The art of network modeling is less formulaic and more open to subjective judgement about the best tailored modeling strategy to apply in a given set of circumstances. Learning the art comes with experience and a keen attention to detail. Various software packages can be used to construct a network optimization model such as Coupa/Llamasoft Supply Chain Guru X or Optilogic Cosmic Frog to name a few, but the principles described below are appropriate regardless of the chosen platform.

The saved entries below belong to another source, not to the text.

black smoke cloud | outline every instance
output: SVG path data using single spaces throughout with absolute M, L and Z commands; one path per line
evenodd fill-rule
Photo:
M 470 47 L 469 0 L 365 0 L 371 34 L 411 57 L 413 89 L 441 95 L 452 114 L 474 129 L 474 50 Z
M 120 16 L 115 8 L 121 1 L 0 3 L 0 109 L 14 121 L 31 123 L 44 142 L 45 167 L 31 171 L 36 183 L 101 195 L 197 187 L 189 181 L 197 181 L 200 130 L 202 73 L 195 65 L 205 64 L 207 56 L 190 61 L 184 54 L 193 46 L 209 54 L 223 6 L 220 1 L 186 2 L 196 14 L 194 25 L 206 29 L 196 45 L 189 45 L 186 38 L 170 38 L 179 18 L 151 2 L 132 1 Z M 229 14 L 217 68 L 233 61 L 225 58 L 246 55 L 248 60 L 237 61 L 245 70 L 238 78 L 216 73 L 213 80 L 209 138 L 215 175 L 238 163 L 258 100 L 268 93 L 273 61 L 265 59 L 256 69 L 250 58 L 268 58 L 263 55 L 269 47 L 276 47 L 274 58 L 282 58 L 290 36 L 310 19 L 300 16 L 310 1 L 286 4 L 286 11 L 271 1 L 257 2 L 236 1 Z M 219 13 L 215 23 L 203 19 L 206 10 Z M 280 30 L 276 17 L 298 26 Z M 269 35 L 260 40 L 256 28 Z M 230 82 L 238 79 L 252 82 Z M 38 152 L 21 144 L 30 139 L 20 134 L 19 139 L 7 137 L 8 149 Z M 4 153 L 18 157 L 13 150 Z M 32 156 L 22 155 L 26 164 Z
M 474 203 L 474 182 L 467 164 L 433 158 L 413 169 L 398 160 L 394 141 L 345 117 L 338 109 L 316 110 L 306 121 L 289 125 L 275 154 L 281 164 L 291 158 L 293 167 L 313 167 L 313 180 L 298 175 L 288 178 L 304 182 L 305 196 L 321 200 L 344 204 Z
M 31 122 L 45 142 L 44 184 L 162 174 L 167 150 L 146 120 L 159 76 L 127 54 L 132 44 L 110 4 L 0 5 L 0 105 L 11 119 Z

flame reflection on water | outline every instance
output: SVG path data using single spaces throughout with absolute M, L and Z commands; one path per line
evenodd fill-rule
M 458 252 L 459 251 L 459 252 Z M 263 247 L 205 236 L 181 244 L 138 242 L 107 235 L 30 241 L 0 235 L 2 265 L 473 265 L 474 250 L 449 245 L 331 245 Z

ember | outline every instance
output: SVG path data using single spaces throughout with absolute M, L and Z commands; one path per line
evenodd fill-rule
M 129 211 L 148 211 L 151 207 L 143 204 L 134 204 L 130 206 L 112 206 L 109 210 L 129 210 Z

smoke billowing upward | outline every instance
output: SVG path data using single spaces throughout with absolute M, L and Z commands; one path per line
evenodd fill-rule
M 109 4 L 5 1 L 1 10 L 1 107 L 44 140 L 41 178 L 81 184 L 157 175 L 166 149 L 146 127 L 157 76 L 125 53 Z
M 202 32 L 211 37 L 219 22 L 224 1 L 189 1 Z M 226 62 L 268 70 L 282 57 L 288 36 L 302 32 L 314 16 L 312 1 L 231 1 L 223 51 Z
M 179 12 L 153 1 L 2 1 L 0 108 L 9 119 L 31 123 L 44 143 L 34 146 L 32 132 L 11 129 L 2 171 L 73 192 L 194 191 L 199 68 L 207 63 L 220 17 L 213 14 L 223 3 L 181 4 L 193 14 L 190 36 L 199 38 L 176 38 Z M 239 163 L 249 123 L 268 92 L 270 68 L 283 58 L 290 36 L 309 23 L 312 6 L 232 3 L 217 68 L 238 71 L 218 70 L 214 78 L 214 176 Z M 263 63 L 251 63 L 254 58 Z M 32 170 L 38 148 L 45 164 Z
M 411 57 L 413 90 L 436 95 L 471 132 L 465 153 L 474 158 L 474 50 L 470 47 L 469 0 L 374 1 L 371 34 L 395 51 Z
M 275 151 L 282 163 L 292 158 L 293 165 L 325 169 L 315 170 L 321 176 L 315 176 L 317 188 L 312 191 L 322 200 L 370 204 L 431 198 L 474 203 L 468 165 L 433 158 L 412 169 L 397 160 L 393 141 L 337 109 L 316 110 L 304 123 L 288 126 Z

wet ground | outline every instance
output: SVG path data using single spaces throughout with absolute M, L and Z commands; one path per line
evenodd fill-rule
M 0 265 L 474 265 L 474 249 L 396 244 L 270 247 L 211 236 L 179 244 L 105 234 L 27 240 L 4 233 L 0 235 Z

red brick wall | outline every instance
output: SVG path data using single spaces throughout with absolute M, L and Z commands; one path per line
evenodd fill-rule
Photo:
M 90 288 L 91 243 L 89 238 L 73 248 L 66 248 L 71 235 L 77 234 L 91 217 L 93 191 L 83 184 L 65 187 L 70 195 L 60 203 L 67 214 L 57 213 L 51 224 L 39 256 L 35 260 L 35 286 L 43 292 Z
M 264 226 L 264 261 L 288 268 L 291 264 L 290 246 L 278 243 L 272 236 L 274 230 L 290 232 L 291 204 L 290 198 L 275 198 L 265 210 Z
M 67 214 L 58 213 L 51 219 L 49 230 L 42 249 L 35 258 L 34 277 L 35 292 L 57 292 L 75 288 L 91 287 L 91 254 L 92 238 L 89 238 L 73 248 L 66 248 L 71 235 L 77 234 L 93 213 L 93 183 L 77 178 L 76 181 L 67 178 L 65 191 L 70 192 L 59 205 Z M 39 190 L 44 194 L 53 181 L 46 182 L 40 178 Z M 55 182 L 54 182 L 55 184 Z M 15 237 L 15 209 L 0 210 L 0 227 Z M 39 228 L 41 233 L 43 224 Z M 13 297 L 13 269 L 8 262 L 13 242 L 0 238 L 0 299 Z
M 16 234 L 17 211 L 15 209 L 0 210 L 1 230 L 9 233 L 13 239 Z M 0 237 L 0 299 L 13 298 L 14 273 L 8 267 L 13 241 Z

Begin with the end in mind – When deciding how best to structure a model, the experienced modeler will begin with the end in mind. This involves clear communication with all stakeholders in the outcome of the network analysis. What are the goals of the network analysis and what questions need to be answered by the model itself? For example, a network model may be used to choose an additional distribution location. Stakeholders may also want to know which specific customers should be optimally serviced by that additional facility. Perhaps the model will need to be constrained by service level or throughput by product type among a wide variety of other possible constraints. What outputs and level detail will be needed for the results? The effective modeler will need to incorporate such considerations from the outset to ensure that the model is built with the necessary elements to satisfy desired outputs. Careful prior planning will reduce rework and ensure success.
Effective Aggregation – Most models are not built with every individual customer and/or SKU loaded as elements. A robust model will have the right degree of aggregation, in which certain customers, items, suppliers, warehouses, transportation modes, and other such elements are grouped at some level of commonality. For example, ecommerce customers within the same 3-digit zip code can be grouped into a single model customer. In this example transportation rate differences within a 3-digit zip code would generally be insignificant and accuracy is not sacrificed by aggregation. On the contrary modelers must be careful not to aggregate too deeply and diminish necessary detail.
Flexibility – A variety of scenarios may be built to answer a range of questions. Within the modeling software there are multiple ways to manipulate the model when building scenarios. Knowing the best methods to change elements in a desired scenario without causing unintended consequences is important. Therefore, options on how to constrain the model and adjust elements are critical. For example, if the modeler wanted to run a scenario which optimized only prepaid outbound freight to customer, it would be imperative to include the freight terms in the customer groupings. Failure to do so may still provide an accurate answer in total but would not allow the flexibility to isolate certain elements and summarize results at the correct level.
Simplicity – Just as a racecar builder often wants to “add lightness,” the model should be built as simply as possible while still containing all the parts needed to answer the questions at hand. Are there opportunities to group fundamental data into a single model input rather than 2 or 3 interrelated tables? How many records could be eliminated in model element tables if the bottom 2% of demand were consolidated into “other” categories? Could a transportation mode which accounts for an insignificant amount of freight be dropped or rolled together? Such simplification may reduce runtime, eliminate possible errors, and be more easily understood by stakeholders.
Finding the Sweet Spot – All the above factors must be balanced to build a cohesive model which incorporates the right level of detail in the model elements, considers possible constraints, provides appropriately detailed outputs, and optimizes with reasonable speed all without sacrificing accuracy and overall quality of the network analysis. To effectively master the art of distribution network modeling, the modeler should strategically build a model which is robust, flexible, simple, and accurate.